Фото: Сергей Ильин и Александр Пилюгин

В феврале 2023 года мужчине позвонили из военкомата и попросили прийти "для уточнения данных". "Конечно, я сразу понял, что будет дальше, – вспоминает Александр. – Мы поговорили с женой, она сказала: "Я знаю, что ты человек принципиальный, и если нужно идти в армию, ты пойдешь". Мы приняли для себя этот вызов".

В военкомате Александра сразу направили на медкомиссию и уже 14 февраля – на учебу. 15 мая он уехал на фронт.

"Мы с ребятами ехали в Бахмут на моей машине, – вспоминает военный. – Граница Донецкой области ощущалась как переход в другое измерение. Вот мы еще едем расслабленно, слушаем музыку, разговариваем – и будто это еще гражданская жизнь. А вот переезжаем отметку "Донецкая область", и над нами уже летают истребители. Сразу стало не по себе, мы остановились и надели всю броню, которая была".

Александр и его побратимы приехали в Константиновку – там была их база. О гражданской жизни здесь уже ничего не напоминало. Вокруг постоянно что-то грохотало, Александр видел в окно машины здания школ, в которые ракеты попали буквально позавчера, знал, что там погибли люди.

Однажды он ехал вдвоем на машине с ротным командиром. В 100 метрах от их автомобиля в асфальт попала ракета, потом еще одна. Они выжили, но каждый такой случай приучал к фаталистичному взгляду на жизнь: если снаряд попадет – ничего не спасет, а пока этого не случилось, можно не думать об этом каждую минуту. 

В первые дни июля на батальон Александра пришло боевое распоряжение. Это означало, что уже сейчас они должны идти в свой первый боевой выход.
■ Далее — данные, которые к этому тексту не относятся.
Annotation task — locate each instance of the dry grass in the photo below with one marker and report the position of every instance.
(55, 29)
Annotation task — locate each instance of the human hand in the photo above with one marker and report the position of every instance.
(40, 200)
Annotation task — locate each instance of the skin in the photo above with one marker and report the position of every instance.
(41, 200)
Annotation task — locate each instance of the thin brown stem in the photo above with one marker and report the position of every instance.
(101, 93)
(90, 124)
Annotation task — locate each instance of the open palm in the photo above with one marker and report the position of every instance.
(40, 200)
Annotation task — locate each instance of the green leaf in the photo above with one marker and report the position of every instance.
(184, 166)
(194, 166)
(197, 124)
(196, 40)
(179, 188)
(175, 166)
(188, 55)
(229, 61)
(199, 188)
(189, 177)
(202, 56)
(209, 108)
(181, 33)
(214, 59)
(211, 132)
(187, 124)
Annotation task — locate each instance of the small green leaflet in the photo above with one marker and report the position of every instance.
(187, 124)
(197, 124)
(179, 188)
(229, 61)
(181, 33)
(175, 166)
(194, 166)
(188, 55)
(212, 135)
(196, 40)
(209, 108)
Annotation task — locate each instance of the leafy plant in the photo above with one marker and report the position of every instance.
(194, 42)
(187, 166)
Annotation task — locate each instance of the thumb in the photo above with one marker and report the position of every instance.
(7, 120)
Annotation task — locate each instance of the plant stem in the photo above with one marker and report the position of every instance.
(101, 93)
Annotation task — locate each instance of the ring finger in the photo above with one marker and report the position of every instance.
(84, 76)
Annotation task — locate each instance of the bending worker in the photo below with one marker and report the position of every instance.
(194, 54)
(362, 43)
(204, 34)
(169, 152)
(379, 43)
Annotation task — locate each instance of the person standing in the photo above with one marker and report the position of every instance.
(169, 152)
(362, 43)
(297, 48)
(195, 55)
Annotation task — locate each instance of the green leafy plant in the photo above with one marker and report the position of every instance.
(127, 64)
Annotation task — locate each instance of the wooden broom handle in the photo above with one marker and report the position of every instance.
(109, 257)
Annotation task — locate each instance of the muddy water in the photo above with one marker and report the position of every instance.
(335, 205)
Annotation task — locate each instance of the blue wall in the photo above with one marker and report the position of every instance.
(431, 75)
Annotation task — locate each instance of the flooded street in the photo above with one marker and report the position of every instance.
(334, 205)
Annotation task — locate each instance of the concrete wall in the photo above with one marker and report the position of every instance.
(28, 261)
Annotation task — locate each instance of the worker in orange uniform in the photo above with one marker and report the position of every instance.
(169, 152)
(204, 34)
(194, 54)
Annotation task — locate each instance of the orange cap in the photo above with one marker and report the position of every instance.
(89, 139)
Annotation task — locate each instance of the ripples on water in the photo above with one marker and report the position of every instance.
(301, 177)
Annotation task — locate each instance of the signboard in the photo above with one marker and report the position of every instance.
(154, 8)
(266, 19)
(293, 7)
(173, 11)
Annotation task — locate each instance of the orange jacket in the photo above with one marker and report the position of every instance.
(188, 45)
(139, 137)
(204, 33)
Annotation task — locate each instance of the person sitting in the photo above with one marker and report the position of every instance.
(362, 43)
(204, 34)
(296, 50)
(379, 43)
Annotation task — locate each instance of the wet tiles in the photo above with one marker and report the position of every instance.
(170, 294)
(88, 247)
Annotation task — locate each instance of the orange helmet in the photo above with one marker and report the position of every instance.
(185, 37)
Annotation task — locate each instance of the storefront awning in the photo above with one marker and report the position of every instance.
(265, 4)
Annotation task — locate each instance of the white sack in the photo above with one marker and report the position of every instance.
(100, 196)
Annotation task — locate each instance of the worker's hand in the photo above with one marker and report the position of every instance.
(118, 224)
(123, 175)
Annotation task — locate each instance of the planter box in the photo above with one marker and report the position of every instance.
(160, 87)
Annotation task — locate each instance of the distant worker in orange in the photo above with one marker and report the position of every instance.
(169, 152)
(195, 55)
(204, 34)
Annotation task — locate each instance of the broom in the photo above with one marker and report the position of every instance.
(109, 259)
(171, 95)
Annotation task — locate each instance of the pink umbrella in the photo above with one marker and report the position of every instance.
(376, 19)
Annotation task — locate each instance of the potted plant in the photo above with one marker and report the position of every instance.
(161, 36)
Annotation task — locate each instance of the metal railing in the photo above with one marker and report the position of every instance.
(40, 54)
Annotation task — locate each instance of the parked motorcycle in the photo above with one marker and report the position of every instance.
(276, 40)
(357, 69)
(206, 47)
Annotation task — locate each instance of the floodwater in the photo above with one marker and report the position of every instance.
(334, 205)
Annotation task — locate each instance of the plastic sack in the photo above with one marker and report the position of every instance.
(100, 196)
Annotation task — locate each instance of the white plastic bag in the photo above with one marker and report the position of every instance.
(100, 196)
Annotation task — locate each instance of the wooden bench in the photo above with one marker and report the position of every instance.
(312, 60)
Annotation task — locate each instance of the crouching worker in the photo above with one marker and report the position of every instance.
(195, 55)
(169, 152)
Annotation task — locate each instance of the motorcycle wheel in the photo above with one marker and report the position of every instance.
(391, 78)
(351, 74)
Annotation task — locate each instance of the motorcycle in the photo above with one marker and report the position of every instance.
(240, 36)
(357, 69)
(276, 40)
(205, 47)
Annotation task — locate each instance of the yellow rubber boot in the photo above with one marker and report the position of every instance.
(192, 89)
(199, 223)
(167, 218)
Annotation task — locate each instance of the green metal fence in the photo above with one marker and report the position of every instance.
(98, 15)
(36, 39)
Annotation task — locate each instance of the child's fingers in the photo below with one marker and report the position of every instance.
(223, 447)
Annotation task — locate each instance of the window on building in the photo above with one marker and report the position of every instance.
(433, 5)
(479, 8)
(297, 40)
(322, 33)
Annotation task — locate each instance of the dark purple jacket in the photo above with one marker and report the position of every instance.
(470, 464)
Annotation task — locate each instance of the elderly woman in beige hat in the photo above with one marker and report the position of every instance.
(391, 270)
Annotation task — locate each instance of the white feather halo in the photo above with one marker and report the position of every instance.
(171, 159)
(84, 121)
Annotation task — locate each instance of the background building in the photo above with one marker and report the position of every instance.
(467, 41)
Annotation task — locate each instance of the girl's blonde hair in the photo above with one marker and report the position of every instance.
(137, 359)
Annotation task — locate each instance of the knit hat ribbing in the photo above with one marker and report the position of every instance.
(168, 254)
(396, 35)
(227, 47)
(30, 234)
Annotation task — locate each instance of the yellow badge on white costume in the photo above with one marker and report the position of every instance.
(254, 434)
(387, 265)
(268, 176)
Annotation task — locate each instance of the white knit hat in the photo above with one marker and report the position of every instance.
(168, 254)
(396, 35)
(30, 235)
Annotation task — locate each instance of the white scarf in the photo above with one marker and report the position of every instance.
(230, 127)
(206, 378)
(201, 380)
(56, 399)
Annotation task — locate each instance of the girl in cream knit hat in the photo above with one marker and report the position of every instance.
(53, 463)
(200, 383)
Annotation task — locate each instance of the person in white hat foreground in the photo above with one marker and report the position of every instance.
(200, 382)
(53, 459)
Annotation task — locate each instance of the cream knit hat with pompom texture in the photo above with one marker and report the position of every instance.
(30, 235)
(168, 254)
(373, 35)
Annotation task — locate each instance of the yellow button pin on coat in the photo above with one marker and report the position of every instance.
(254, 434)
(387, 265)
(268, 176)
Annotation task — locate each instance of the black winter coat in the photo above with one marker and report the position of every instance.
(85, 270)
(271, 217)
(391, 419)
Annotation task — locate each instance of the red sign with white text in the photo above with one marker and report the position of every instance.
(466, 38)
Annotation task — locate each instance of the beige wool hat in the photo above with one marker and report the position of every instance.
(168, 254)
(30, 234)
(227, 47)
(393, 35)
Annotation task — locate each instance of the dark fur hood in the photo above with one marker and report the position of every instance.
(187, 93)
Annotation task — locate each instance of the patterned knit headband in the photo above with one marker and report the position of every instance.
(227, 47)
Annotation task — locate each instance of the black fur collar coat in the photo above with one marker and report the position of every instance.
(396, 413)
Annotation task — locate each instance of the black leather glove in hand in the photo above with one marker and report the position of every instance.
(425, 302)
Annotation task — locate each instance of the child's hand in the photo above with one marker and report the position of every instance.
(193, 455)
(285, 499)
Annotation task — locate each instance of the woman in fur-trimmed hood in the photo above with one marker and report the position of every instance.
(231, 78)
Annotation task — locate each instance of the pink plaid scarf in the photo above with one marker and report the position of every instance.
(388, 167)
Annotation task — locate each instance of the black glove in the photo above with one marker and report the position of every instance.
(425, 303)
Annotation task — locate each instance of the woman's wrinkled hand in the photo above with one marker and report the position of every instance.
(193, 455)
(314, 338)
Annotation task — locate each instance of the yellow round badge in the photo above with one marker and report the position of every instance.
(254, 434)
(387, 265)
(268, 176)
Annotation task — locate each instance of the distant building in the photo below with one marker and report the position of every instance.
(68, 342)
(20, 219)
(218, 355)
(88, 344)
"Мы будто долго готовились к этому, тренировались, у нас была экипировка. Но по сравнению с реальностью все эти подготовки кажутся игрушечными", – рассказывает Александр.

Мы сидим в холле реабилитационного центра Recovery в Киеве. В другом конце коридора уборщица переговаривается с медсестрой о чем-то бытовом, культя правой ноги Александра полностью помещается на синий диван.

Фото: Сергей Ильин и Александр Пилюгин

"Меня и еще несколько человек посадили в бронированную машину, привезли на точку, а дальше мы должны были перебежать в первый попавшийся блиндаж. Сделать это нужно быстро, а двигаться – четко, вокруг все летает, стреляет и взрывается".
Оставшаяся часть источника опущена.